Увилл что было сил стиснул челюсти, чтобы удержать улыбку. Глядя на своего короля, сохранили строгие мины и стоящие тут же дворяне, хотя они, похоже, давно разгадали игру Увилла.

— Когда король Вейредин шёл через Аментар, ему иногда приходилось голодать. Многие зажиточные люди видели в нём лишь одинокого бродягу и не хотели бросить ему даже краюхи хлеба. Но одному бедняку Арионн явил в видении, кто пройдёт мимо лачуги его, и когда Вейредин, шатаясь от голода, брёл по дороге в тех местах, бедняк вышел и вынес ему кусок хлеба и воды. Бог-король с благодарностью принял хлеб, съел его без остатка, но не насытился. «Не найдётся ли у тебя ещё немного хлеба, добрый человек?» — спросил он. «Не взыщи, боже, но это был последний кусок хлеба в моём жилище. Он предназначался моему сыну, который сейчас в поле, и другой пищи у меня нет…» — отвечал ему бедняк.
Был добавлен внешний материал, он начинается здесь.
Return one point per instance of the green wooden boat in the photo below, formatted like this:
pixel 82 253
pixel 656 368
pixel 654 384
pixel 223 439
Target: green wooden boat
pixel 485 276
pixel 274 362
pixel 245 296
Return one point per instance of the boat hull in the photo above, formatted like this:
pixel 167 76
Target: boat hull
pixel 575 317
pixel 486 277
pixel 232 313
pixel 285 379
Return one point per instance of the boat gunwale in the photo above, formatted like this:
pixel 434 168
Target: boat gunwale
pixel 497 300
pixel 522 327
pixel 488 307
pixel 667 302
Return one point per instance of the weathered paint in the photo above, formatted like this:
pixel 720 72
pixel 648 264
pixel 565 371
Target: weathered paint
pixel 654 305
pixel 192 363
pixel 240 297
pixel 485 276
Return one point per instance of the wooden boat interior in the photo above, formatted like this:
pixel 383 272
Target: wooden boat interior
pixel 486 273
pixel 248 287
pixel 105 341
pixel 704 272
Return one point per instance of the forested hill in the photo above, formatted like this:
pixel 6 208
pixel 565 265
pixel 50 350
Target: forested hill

Все — и дворяне, и простолюдины — затаив дыхание, слушали своего короля. Увилл умел рассказывать так, что буквально завораживал слушателей. Он любил рассказывать притчи из жизни короля Вейредина в том числе потому, что они были просты для понимания и всегда производили неизгладимое впечатление.
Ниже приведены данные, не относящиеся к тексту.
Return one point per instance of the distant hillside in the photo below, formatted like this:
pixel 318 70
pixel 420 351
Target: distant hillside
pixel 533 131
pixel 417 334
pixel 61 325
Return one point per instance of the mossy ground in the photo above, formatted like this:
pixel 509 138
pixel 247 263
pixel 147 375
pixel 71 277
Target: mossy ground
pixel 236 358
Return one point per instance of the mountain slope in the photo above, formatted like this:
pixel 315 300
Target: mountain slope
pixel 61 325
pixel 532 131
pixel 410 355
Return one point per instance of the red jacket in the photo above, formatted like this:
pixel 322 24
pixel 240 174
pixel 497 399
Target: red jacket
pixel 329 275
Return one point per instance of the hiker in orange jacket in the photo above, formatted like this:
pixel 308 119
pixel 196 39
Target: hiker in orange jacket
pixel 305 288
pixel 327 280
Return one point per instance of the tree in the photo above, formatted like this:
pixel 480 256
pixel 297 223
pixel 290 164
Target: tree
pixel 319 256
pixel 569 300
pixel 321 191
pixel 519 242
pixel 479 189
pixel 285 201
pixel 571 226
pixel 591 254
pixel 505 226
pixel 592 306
— Когда Вейредин услыхал, что невольно съел последний кусок хлеба, предназначавшийся ребёнку, он так разгневался, что, не сдержавшись, дал бедняку пощёчину. «Ты обрёк на голод своё единственное дитя, глупец, и сделал меня невольным соучастником этого!» — вскричал он и заплакал. «Но Арионн открыл мне, кто ты, боже, и я считал своим долгом накормить тебя!». «Запомни, что прежде всех других людей ты должен любить своих родных! Ибо если их ты не любишь всем сердцем, то как можешь любить других?». И тогда заплакал также и бедняк, осознав, что совершил.

Увилл обвёл взглядом зачарованных слушателей и вновь посмотрел на чернявого мужика, из глаз которого теперь тоже текли слёзы.
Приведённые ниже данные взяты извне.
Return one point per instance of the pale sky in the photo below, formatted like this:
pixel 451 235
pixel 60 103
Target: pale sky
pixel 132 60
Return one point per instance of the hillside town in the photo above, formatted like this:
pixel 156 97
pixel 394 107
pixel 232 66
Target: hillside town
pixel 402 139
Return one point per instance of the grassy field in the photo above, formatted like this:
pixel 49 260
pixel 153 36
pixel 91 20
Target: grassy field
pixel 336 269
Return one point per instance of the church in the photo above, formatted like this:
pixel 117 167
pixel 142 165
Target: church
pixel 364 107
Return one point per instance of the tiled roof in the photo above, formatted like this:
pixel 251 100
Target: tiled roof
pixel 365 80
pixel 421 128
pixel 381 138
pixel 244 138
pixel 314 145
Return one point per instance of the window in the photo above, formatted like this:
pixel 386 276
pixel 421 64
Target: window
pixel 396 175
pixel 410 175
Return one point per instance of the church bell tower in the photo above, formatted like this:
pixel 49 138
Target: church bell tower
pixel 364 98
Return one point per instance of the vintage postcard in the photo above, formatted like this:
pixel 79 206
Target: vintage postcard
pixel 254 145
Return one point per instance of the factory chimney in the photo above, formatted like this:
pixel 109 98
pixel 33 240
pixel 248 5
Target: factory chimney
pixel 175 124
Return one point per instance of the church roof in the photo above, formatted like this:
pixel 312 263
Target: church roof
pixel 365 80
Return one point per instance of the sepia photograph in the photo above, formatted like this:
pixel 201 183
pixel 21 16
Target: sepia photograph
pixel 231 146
— Вейредин тогда, увидев, что бедняк всё осознал, помолился Арионну, и тот сотворил чудо. Гороховая лоза внезапно появилась из земли и оплела покосившуюся лачугу бедняка. И на ней было полным-полно стручков со спелым горохом. И как только бедняк срывал стручок, на его месте тут же вырастал новый. Теперь семья этого доброго человека не знала бед и лишений. А бог-король Вейредин зашагал дальше, поскольку ему предстояло ещё сразить злого короля Аментара и спасти все народы Паэтты.

Увилл замолчал, и на некоторое время над лагерем повисла тишина. Казалось, слушавшие его люди не в силах пошевелиться, настолько они погрузились в повествование. Наконец пошевелились дворяне, первыми сбросившие с себя этот удивительный дурман. Чернявый мужик стоял, и по его щекам текли слёзы. Наконец он вздохнул так, словно до тех пор не дышал, утёр лицо грязной ладонью, и проговорил:

— Простите меня, батюшка-государь. Теперь я осознал то, что сотворил, прямо как тот бедняк.

— Вот и славно. Но поскольку я не столь великодушен, как король Вейредин, то я всё-таки накажу вас, мужички.

Простолюдины печально вздохнули, но на их лице читалась готовность принять кару от своего короля.

— Сдаётся мне, что вы просто хотели отдохнуть от своих домочадцев тут, спровадив их в лесные землянки, — Увилл хитро́ улыбнулся. — Так вот, моё наказание заключается в том, что вы приведёте сюда своих жён и детей, чтобы они перезимовали в лагере!

Первым рассмеялся Гардон, за ним подхватили другие. Этот смех не только не разрушил ту невероятную атмосферу, что создал Увилл своим повествованием, а скорее даже ещё более усилил её. И потому мужики с облегчением расхохотались вслед за барами, нисколько не стесняясь этого.